Thursday, September 10, 2015

Supernovas and Sandra Bullock: Blog 5, Worksheet 2.1, Problem 4

A supernova goes off and you can barely detect it with your eyes. Astronomers tell you that supernovae have a luminosity of 1042 erg/s; what is the distance of the supernova? Assume the supernova emits most of its energy at the peak of the eye’s sensitivity and that it explodes isotropically. 

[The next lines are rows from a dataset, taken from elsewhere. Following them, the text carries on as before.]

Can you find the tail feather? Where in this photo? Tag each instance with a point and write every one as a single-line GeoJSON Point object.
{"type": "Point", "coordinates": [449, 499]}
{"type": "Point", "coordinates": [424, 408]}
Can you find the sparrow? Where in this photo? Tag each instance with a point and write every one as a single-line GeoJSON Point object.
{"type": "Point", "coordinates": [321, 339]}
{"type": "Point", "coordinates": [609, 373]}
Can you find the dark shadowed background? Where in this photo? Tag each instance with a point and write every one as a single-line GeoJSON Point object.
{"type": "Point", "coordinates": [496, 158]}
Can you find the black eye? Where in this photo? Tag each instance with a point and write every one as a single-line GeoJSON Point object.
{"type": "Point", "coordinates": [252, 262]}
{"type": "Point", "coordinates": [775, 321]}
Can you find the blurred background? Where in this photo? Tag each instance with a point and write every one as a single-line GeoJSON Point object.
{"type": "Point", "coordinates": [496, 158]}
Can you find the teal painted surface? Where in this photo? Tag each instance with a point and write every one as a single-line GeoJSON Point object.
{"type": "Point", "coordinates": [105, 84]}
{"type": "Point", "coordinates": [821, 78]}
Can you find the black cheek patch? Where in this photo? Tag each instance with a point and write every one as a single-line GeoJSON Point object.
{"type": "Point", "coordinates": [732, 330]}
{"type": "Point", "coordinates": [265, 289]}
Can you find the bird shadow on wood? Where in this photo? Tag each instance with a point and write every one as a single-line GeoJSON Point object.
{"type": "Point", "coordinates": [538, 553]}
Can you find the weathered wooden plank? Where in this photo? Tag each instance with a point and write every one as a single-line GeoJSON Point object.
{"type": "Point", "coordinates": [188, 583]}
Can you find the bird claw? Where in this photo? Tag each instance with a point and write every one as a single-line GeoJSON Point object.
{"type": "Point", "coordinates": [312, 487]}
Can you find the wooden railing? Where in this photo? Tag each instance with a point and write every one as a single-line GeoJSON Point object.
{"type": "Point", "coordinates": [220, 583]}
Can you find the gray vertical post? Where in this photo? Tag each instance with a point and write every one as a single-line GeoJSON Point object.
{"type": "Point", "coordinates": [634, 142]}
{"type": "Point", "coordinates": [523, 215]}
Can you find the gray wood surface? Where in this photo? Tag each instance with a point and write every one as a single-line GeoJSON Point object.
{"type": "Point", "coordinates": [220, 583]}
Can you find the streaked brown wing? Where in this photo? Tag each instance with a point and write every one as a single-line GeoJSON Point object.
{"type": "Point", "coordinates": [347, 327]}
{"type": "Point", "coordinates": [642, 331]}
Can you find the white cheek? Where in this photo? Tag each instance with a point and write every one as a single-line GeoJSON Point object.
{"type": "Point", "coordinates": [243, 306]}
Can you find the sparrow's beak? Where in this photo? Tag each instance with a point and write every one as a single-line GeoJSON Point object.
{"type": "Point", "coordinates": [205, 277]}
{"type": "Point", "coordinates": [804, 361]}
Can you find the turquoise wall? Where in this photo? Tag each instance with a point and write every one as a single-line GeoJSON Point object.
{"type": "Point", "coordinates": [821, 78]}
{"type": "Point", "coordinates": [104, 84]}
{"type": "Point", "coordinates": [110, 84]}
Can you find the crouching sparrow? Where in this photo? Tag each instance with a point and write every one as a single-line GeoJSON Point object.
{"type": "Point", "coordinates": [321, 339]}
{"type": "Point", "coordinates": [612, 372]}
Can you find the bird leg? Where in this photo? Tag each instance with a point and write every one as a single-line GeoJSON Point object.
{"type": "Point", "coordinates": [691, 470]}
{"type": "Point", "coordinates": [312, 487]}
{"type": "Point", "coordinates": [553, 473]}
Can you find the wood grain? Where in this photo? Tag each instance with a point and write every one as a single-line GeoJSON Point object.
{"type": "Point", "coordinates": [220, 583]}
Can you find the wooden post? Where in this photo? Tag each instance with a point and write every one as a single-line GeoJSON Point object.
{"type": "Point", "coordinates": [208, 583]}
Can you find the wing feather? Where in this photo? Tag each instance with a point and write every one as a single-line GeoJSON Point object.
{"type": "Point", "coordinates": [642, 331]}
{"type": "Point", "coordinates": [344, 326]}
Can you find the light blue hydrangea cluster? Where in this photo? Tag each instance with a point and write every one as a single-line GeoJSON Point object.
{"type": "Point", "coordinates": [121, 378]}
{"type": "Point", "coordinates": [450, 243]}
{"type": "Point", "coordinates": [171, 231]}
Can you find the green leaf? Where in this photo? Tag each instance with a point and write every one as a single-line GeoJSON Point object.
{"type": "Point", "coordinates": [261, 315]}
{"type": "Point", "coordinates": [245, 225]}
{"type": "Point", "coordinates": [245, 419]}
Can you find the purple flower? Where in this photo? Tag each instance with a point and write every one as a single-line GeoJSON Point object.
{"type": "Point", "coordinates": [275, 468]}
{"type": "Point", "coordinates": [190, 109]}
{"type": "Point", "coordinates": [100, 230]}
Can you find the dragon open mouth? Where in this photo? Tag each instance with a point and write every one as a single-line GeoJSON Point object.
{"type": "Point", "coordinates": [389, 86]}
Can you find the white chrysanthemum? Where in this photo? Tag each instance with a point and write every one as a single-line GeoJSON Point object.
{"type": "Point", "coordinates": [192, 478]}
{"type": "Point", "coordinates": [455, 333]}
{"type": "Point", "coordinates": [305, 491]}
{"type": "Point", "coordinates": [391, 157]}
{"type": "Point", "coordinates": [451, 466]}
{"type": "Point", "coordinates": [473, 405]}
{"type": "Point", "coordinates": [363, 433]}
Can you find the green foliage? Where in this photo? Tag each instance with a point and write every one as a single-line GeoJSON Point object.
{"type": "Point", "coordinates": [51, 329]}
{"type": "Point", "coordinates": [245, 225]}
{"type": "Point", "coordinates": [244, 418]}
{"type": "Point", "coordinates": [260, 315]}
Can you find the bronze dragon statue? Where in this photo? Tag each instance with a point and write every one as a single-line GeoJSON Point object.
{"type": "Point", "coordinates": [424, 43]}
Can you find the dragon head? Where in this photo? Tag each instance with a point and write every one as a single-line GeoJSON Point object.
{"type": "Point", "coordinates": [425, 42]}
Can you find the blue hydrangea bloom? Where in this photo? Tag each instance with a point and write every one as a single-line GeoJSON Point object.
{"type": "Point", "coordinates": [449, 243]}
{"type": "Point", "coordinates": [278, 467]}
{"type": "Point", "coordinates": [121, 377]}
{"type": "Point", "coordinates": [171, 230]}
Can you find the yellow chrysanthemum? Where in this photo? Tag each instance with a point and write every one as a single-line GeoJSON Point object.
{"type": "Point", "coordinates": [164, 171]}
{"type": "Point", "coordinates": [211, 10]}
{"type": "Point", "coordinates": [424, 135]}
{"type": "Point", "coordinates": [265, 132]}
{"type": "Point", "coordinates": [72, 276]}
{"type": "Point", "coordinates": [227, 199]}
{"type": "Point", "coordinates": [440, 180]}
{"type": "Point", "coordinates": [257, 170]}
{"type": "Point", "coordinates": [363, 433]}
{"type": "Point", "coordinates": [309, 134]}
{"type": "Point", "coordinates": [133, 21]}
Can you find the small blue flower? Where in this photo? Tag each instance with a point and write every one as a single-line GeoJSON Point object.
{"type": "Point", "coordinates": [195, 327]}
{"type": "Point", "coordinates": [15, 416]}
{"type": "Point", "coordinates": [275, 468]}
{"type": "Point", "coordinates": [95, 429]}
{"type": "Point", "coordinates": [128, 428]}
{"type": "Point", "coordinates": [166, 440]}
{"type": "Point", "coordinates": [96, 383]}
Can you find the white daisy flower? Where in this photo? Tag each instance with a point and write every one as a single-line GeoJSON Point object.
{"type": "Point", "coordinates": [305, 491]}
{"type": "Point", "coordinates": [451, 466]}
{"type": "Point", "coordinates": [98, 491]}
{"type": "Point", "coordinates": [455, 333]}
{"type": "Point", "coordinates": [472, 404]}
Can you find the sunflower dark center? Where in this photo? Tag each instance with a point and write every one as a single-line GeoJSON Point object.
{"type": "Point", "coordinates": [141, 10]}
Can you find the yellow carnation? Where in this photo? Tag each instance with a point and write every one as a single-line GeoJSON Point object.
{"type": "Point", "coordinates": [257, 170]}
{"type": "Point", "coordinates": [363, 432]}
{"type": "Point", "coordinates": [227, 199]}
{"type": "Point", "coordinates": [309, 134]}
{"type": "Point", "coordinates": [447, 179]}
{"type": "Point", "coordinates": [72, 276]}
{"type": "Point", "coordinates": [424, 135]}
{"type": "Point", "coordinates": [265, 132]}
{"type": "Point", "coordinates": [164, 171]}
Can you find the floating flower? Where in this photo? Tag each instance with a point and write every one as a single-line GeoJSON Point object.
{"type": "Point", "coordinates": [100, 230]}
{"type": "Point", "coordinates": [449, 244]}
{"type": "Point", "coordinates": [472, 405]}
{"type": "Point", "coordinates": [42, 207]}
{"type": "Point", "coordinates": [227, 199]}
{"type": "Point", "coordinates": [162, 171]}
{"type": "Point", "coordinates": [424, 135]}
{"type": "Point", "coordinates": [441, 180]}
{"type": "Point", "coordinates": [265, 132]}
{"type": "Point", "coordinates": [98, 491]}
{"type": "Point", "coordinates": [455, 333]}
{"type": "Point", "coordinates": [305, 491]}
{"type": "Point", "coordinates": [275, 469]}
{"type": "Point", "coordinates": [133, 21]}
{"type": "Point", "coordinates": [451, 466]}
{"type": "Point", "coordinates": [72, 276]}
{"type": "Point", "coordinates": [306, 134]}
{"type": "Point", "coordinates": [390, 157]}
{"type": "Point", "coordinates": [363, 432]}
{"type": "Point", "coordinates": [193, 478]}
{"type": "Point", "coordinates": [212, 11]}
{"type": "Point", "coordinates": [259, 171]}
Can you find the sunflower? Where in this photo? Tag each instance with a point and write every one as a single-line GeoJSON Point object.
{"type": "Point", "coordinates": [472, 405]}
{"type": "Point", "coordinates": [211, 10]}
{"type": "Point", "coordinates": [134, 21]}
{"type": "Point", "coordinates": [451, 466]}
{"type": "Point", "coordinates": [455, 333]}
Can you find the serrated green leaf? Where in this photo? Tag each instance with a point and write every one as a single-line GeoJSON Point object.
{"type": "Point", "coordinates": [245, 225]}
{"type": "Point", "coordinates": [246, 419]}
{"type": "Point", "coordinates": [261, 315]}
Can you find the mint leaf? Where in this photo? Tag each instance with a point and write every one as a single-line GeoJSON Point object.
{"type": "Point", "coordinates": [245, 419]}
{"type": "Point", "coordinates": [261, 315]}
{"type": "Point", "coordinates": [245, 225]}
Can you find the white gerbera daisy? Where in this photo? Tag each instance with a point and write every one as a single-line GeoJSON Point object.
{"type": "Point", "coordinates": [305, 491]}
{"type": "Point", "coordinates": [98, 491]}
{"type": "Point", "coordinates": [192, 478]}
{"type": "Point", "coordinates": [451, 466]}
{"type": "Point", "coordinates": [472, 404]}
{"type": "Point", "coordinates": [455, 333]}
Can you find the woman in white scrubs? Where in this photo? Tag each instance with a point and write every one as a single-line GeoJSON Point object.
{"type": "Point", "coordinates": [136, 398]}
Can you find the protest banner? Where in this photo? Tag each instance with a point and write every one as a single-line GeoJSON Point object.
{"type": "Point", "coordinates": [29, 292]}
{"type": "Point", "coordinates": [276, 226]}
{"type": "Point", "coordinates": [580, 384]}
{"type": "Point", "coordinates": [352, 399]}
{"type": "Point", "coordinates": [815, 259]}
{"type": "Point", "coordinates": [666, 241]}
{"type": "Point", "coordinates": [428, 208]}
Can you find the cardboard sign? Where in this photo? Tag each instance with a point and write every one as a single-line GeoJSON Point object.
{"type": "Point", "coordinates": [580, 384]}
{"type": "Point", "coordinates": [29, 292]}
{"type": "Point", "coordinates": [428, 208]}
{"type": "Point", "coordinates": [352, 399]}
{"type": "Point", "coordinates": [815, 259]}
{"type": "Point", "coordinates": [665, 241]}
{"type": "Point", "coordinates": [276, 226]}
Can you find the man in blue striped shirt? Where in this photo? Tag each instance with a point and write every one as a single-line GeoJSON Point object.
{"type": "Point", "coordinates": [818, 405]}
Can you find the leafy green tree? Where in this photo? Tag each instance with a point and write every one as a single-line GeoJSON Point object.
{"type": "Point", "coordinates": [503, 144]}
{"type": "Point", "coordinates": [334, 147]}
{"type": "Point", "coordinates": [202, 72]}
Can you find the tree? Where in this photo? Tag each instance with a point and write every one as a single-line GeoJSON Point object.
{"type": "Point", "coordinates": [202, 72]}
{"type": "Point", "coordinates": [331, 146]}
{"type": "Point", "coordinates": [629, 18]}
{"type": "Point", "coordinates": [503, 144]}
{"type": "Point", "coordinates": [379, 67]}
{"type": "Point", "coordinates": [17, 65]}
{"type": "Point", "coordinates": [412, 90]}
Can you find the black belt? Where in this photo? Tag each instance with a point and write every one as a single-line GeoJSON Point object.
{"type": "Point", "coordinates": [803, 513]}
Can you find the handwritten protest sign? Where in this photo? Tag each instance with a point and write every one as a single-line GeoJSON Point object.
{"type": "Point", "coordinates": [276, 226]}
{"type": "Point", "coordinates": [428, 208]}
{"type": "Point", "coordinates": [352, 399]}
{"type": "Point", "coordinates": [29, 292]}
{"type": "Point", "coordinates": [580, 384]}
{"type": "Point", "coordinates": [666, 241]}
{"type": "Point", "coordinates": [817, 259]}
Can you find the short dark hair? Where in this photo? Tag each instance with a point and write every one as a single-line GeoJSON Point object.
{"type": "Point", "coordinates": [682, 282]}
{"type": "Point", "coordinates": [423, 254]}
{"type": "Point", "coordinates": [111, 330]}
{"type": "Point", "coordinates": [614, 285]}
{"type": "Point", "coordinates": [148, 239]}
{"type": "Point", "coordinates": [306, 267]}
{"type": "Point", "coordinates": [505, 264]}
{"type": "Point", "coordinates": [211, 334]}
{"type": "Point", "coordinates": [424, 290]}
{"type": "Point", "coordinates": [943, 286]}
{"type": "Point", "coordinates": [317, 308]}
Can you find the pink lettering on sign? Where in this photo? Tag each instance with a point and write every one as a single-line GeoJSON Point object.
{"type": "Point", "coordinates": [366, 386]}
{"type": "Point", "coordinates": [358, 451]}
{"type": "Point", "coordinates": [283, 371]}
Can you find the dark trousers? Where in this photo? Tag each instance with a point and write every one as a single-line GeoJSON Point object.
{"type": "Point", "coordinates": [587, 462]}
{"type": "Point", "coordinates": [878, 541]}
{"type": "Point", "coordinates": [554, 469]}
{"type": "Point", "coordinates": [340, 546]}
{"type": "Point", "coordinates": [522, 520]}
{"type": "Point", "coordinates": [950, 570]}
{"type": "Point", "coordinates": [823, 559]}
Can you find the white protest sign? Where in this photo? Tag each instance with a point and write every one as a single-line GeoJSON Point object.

The light exploding isotropically and hitting our eye would look something like this:
So we can begin to set up this problem.

What we know:
  • We know the speed of light is \(3 \cdot 10^{10} \frac{cm}{sec}\)
  • E = hν
  • \(P = \frac{\delta E}{\delta t}\)
  • Visible light falls into a range between 390 - 700 nm, which an average could be 6.0 x \(10^{-7}\) cm.
  • The radius of an eye is about 1 cm.
  • The "refresh rate" of a movie is 50 Hz.
  • The luminosity of the supernova is \( 10^{42} \) erg/s.
Solve:
Based on the fact that the light is emitted isotropically (shown partially in the diagram above), we can set up a ratio between the power emitted by the supernova over the area the light reaches to the power received by your eye to the area of your eye.\[\frac{P_{s}}{a_{light}} = \frac{P_{eye}}{a_{eye}}\]plugging in area formulas gives:\[\frac{P_{s}}{4 \pi d^2} = \frac{P_{eye}}{\pi r_{eye}^2}\] Solving for distance gives :\[d^2 = \frac{P_{s}\cdot r_{eye}^2}{4 \cdot  P_{eye} }\]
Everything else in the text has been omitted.